吹き荒れる風、嵐になれ





 暁が訪れる頃になると、戦況も変化した。辺り一面に転がる屍の山を見つめ、そして片手を拝むようにして立てると、彼の名を呼んだ。

「佐助」

 一言、そう呼びかける。
 それだけで彼は直に自分の居場所を見つけてしまうから、それだけで良かった。空を仰いで、そしてその空があまりにも赤くて、この視界がすべて血色に染まってしまったのではないかとさえ感じた。

「佐助、某はここだ」

 風に乗せるように、呟くように言った。すると背後にふわりと風が巻き起こる。

「まったく…俺様は狗じゃないんだから…」

 ――そんな声で呼ばれたってね。

 幸村は背後を振り返らずに、ふふふ、と口の中でくぐもった笑いを浮かべた。

「お前は紛れもなく、某の狗」
「――云ってくれるねぇ」

 ハッ、と嘲笑うような揶揄うような口調が、刺々しく幸村に向かう。辺りでは燻る煙が、きな臭い臭いを充満させていた。
 もはやこんな臭いにも慣れてしまっていた。

「ありのままを述べたまで」
「旦那…ぁ、あんた、おかしいよ」
「佐助は某の声を聞き漏らさなかった。某の匂いを忘れたわけでもなかった。

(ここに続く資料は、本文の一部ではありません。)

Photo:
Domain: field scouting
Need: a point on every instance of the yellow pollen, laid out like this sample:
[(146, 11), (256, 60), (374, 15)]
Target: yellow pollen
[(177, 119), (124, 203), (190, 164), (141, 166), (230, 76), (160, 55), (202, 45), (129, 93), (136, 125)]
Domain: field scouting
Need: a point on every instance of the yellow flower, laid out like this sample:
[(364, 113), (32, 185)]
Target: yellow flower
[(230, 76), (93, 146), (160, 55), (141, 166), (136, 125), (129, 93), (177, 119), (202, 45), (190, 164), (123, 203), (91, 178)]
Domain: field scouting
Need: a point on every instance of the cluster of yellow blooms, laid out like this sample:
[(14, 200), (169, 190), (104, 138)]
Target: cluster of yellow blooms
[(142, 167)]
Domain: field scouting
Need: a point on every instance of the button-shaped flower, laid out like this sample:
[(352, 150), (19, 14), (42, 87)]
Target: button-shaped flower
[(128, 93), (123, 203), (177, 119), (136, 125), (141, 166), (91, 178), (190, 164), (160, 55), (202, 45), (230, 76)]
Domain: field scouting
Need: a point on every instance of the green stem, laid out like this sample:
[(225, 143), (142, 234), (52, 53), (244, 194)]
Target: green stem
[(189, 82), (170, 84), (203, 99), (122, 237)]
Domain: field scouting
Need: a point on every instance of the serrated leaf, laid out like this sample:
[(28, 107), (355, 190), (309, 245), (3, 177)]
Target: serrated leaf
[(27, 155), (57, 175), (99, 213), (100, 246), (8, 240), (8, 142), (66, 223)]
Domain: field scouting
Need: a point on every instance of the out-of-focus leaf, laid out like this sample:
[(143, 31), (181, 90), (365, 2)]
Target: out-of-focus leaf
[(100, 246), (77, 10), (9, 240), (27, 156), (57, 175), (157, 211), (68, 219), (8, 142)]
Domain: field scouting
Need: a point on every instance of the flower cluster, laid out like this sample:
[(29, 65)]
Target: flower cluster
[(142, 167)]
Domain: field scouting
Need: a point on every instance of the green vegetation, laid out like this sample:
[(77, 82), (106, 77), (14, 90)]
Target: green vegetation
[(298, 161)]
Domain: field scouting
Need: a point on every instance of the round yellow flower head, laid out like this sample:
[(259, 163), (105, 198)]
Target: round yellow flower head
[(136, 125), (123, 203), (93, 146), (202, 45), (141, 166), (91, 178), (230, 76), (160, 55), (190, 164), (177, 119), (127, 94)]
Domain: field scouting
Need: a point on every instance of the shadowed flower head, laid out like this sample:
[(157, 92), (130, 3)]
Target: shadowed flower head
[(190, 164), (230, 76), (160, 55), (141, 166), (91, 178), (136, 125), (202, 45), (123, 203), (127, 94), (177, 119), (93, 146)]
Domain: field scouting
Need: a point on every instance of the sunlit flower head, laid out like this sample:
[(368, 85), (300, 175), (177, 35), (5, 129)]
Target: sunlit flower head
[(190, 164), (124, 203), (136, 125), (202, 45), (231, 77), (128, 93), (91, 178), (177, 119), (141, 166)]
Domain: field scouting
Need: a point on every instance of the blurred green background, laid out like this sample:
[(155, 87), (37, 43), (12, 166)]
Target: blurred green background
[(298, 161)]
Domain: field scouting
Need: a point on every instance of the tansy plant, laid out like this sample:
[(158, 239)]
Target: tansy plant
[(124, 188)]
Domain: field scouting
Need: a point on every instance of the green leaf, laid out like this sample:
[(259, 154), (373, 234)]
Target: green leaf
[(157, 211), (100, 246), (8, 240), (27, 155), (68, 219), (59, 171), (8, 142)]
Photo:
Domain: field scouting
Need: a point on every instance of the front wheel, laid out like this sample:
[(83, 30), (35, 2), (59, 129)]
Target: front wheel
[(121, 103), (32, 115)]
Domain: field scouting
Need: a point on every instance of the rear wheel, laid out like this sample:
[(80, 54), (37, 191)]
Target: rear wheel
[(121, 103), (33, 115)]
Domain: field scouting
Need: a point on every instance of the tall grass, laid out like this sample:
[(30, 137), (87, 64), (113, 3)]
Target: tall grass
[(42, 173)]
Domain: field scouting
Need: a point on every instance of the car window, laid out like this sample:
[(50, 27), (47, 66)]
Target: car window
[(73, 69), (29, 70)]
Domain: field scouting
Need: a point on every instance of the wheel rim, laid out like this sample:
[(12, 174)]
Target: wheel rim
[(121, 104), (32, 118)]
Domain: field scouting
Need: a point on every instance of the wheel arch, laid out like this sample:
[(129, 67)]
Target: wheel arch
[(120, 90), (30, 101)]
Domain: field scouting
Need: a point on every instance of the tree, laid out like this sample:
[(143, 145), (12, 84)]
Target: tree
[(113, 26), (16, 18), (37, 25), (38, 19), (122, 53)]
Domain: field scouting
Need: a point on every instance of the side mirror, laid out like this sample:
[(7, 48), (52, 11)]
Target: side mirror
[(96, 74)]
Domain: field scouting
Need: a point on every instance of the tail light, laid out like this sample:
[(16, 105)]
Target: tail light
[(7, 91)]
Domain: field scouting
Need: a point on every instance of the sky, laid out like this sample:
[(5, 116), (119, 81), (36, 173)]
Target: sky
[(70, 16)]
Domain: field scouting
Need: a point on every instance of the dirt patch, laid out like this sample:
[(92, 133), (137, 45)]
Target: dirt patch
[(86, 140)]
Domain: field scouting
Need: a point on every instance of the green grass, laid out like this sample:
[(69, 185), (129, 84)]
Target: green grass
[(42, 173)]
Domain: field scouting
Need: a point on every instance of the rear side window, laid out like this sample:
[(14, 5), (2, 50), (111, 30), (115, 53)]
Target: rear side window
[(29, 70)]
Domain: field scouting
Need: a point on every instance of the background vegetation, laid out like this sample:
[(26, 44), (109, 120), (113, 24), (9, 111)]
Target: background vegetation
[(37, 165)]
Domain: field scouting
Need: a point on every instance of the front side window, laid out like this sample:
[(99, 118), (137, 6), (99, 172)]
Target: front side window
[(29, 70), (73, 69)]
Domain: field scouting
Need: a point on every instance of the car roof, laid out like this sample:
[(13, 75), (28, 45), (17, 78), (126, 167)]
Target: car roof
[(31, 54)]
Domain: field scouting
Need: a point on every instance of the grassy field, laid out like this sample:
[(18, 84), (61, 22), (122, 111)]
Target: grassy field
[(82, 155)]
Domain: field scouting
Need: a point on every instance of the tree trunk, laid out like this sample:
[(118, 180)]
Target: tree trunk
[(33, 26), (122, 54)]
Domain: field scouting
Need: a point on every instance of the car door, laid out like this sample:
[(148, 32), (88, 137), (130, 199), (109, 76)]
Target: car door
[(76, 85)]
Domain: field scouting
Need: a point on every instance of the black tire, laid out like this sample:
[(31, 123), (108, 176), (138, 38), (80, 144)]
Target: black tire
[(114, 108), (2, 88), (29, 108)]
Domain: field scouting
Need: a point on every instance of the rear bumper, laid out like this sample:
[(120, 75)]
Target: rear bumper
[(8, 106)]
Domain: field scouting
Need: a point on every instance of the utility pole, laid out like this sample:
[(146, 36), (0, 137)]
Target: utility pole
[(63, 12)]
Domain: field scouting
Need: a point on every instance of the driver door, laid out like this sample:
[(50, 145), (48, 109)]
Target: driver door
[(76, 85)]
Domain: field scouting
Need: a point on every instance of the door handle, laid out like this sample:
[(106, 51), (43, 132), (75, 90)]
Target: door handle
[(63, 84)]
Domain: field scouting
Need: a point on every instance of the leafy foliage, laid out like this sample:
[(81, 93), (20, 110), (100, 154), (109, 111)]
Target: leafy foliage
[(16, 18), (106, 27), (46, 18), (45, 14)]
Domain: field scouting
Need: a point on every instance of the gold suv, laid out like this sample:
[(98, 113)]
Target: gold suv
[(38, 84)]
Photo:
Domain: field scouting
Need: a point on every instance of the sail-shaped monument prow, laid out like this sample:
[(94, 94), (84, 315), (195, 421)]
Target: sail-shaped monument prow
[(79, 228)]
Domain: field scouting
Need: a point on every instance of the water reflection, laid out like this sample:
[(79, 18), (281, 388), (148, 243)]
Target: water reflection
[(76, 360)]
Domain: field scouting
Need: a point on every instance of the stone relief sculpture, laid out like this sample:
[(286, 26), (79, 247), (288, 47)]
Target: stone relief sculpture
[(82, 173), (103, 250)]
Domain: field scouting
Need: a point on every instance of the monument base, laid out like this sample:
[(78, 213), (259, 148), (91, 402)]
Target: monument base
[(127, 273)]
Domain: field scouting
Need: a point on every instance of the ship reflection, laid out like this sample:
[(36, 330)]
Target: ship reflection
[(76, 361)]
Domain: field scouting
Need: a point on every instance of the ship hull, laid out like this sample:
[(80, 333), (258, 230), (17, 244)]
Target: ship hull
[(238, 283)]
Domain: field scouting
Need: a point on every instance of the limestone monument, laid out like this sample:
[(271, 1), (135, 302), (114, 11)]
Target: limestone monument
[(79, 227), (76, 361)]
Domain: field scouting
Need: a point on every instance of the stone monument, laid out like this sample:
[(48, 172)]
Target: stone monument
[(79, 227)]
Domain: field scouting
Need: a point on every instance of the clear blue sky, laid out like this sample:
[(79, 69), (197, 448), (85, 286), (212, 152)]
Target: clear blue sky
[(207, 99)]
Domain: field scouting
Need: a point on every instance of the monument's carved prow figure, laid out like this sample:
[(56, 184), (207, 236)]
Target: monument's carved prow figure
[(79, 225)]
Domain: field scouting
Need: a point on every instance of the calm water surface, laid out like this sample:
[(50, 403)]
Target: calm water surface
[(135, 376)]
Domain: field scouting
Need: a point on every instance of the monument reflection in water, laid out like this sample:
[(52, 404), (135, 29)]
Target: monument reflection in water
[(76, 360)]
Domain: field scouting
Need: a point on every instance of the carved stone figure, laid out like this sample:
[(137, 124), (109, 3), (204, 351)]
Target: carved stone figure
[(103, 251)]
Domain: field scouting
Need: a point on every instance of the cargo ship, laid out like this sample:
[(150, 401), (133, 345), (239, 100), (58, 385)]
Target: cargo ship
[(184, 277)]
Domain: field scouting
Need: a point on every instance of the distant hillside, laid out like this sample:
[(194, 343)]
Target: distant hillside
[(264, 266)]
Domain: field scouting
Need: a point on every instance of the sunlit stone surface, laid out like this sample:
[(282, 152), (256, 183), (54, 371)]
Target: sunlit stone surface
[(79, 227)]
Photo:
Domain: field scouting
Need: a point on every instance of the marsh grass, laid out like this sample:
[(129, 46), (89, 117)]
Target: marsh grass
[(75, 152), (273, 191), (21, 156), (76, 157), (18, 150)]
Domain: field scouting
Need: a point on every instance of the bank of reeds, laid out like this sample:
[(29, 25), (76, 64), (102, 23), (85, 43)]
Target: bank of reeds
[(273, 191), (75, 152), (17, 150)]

だから…」
「――…」
「此処まで嗅ぎつけて来たのだろう?」

 ふわりと振り返った時、幸村の鉢巻が風に棚引いた。
 背に朝日を背負い、赤々と染まる幸村は笑っていた。それを見つめながら、佐助は再び「可笑しいよ」と口にした。

「何で笑うのさ?」
「嬉しいからだ」
「人を殺して?」
「お前が某の狗として、此処に有ることが」

 佐助は徐々に歩を進め、幸村の傍に近づく。手を伸ばしてはためく鉢巻を指に絡ませると、するりとそれを振りほどいた。そしてそのまま、幸村の肩を引き寄せる。

「ほんと、何処でどう狂ったの?」
「佐助が…狗みたいに…見つけてくれたから…忍は忠義などないと云っておきながら…――」
「いいからもう喋らなくていい。あんた解ってんの?旦那」
「――――…」

 引き寄せて、幸村の肩に顎を乗せて、そして背中を支える。それと同時に、彼の重みが現実味を持って迫ってきた。そして移る――拭いきれないほどの血臭。

 ――俺様はもう慣れてしまった匂いだけど。

 それが彼から臭っている――その事が歯痒かった。そしてこうまでして守れなかったことを示す主に腹が立った。

「旦那、酷い怪我だよ」
「ああ…だから」

 ――抱きしめて。

 からん、と幸村の手にしていた槍が地面に落ちる。すると幸村は佐助にしがみ付くように、背中に腕を回してきた。そして耳元に小さな声で囁いた。
 佐助は「云われるまでもない」と咽喉の奥で笑いながら応えた。そして幸村の身体を抱えると、風のにおいを嗅ぐように、すん、と鼻を鳴らした。

 ――ホントに狗のようだ。

 瞼を閉じた幸村には、狗としか思えない音だった――それが、佐助の涙の残滓だとは、思うべくも無かった。